So… Came across a whole new bug today that had me scratching my head for quite a while. One of my servers at work started hanging during ssh logins completely out of the blue. Attempting to login with the really verbose flags ‘-v -v’ didn’t give any clues, and I just assumed something had happened with our network auth system.
More investigation showed I could execute commands via ssh, but any login attempt (even using pub keys) would hang until I manually killed the process. Managed to run ‘tail /var/log/secure’ and saw login attempts were failing with this error:
openpty: No such file or directory session_pty_req: session 0 alloc failed
Googling for that came up with all sorts of posts from the 2.6 kernel move (which added devpts fs), broken dev file systems and other equally non-helpful suggestions. Finally I just went ahead and ran strace and was able to see:
open("/dev/ptmx", O_RDWR) = -1 EIO (Input/output error)

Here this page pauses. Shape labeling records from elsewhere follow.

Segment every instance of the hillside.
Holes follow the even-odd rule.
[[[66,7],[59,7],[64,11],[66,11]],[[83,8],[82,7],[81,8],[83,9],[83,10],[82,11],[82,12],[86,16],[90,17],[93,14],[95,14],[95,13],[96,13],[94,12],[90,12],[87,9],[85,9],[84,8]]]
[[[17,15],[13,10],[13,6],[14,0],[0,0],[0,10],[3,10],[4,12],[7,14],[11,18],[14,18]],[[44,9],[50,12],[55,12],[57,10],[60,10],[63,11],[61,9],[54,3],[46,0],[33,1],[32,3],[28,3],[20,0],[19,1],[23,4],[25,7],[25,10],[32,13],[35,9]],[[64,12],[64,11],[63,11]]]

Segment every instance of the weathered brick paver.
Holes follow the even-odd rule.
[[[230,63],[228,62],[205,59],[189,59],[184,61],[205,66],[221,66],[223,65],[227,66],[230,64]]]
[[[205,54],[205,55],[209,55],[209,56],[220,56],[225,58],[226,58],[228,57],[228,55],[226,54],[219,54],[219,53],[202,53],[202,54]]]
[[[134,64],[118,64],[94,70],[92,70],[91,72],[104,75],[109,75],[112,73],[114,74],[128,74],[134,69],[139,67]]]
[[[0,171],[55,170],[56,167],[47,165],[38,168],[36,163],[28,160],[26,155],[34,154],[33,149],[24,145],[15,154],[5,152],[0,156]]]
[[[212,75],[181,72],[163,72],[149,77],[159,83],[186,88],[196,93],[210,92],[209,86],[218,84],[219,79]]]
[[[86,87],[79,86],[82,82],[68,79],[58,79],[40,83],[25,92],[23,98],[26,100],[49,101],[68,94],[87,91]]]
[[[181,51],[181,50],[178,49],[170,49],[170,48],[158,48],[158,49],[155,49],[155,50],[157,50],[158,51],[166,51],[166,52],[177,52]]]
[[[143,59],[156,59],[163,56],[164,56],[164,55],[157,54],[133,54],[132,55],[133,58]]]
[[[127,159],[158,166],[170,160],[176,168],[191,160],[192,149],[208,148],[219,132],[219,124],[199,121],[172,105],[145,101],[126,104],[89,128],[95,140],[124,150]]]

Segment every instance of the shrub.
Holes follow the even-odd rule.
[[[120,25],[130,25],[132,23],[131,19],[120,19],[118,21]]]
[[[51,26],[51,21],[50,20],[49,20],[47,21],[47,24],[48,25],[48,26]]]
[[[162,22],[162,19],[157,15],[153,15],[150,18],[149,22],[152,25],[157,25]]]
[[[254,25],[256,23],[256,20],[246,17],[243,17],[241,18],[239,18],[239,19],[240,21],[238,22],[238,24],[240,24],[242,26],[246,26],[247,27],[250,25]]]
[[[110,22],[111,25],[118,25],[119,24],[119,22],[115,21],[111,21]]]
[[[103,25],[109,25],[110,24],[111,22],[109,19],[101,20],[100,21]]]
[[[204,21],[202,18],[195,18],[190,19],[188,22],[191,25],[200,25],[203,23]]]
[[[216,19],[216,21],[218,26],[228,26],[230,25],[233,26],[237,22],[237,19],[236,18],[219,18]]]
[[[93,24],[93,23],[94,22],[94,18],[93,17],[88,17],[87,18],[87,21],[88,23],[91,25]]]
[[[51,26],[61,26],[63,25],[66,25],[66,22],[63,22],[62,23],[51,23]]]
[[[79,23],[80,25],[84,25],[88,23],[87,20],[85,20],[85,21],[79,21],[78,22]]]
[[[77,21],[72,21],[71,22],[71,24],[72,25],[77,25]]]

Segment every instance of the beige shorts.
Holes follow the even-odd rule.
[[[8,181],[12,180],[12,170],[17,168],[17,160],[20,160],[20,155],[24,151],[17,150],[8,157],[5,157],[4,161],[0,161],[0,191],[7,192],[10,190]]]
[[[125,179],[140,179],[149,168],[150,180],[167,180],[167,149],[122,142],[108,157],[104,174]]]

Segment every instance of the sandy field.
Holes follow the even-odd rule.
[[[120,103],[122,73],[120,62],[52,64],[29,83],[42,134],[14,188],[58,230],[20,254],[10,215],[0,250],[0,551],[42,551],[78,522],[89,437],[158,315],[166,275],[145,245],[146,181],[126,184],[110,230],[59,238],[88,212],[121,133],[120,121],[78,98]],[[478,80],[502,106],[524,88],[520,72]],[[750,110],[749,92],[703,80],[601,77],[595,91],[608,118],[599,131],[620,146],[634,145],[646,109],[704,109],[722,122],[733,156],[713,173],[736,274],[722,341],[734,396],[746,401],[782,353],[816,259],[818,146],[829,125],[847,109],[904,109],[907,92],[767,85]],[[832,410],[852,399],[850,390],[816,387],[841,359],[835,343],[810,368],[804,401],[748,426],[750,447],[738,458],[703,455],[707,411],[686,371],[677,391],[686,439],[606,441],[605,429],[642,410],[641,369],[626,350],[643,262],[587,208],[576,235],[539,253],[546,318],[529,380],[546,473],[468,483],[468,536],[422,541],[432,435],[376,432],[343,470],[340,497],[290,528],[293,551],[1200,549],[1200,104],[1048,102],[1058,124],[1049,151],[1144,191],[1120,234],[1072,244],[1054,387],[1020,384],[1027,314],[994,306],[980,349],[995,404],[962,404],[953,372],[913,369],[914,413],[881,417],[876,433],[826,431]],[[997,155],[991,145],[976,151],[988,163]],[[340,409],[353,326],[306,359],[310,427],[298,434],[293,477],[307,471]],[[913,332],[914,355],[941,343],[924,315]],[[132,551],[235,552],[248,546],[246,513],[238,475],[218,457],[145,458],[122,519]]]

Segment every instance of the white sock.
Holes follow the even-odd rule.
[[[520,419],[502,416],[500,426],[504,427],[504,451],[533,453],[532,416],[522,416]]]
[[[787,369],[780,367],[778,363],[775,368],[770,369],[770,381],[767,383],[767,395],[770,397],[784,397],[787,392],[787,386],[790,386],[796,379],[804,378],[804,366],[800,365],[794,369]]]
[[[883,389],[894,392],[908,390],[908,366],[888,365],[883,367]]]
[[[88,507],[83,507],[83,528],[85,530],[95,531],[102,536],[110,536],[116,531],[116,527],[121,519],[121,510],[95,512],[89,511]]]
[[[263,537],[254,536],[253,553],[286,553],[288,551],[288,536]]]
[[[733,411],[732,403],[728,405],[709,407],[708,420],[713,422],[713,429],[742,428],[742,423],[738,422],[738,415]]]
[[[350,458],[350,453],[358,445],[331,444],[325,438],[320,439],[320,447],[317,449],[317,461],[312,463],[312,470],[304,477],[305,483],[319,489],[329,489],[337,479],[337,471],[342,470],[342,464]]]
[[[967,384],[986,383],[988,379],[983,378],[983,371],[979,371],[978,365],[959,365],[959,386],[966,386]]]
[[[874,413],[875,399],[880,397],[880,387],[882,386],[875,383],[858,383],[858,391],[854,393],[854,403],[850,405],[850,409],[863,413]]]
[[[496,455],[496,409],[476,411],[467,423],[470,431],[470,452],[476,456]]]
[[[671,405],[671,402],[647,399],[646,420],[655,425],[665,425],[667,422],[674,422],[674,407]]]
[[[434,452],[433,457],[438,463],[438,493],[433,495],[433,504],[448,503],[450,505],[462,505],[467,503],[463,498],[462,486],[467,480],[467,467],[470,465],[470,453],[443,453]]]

Did some more digging, and spoke with some folks around the office and discovered it was an old(-ish) kernel bug where the ptmx device no longer returns the correct number for the next pseudo terminal, and instead simply returns ‘0’. I was able to confirm by killing the process attached to pty0 and was able to login, however once I did I blocked any other logins…
The other ‘fix’ for the issue was to kill all sessions attached to a pty, umount devpts and mount it again. However it seemed most prudent to just reboot into a newer kernel where the bug is (hopefully) fixed.